Our Lord Prays Not for the World

Our Lord’s “High Priestly Prayer” only gets more beautiful.  It is beautiful because we learn here that our Lord’s interest is not in the world but in his people.  When I say “world,” I mean the world under sin and the dominion of the evil one, the world that rebelled against its Maker and was thus shattered.  To that world our Lord will one day say, “Depart from me, for I never knew you.”  But to those whom he calls out of the world, those whom the Father “chose in [Christ] before the foundation of the world, that [they] should be holy and blameless before Him,” whom He “predestined…for adoption as sons through Jesus Christ, according to the purpose of His will, to the praise of His glorious grace,” these He calls His Bride and prepares a new world for their glorious habitation (Ephesians 1:4-6).

Our Lord testifies in this prayer that he has manifested his name to those whom the Father “gave [him] out of the world.”  And then Jesus says, “Yours they were, and you gave them to me.”  In other words, these belonged to the Father before Jesus ever said to any one of them, “Follow me.”  Jesus makes it clear that the Father gave him these that he may give them the words that the Father gave him, so that they would believe that Jesus came from the Father and that all that he did and all that he said were from the Father.  In that the disciples believed this, Jesus again accomplished yet another task the Father gave him.
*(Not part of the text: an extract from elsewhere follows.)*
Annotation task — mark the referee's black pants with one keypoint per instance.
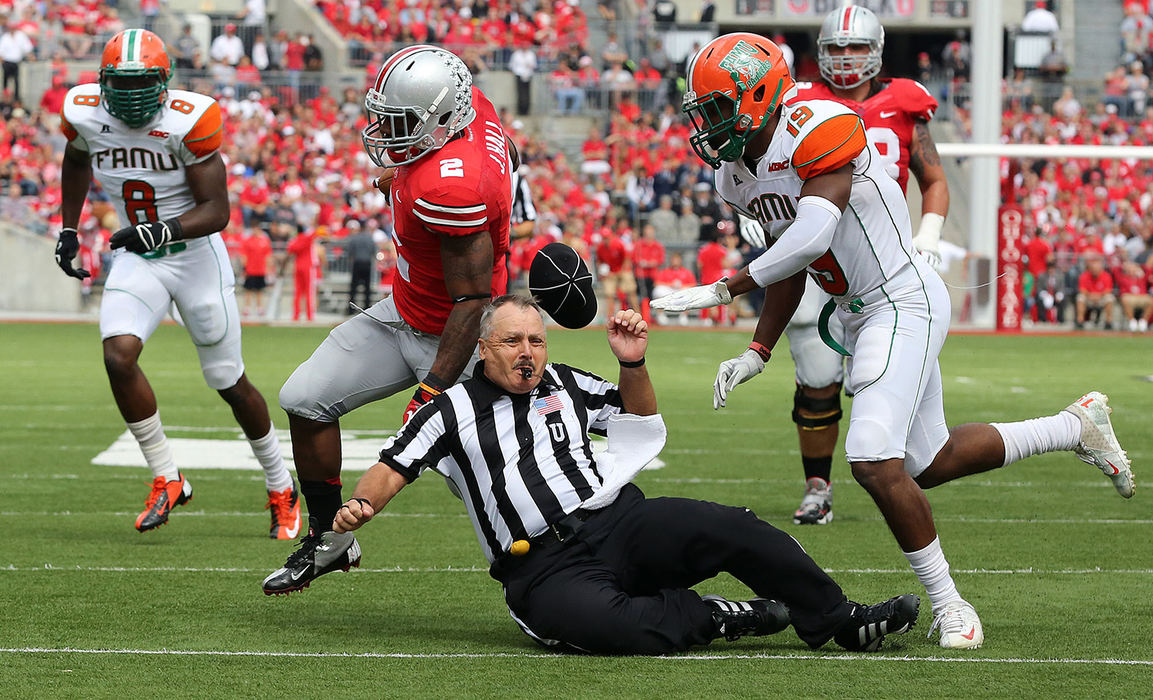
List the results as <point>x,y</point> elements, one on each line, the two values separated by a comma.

And then Jesus says, “I am praying for them.  I am not praying for the world but for those whom you have given me, for they are yours.  All mine are yours, and yours are mine, and I am glorified in them.”  A priest prays for those who are his and no others.  No priest of the Old Testament ever offered sacrifices on behalf of the world but only on behalf of the people of Israel.  Likewise, though our Lord rules the world, he is High Priest only over the new Israel, his Church, that is, those for whom he died and now those for whom he prays, those whom the Father gave him out of the world.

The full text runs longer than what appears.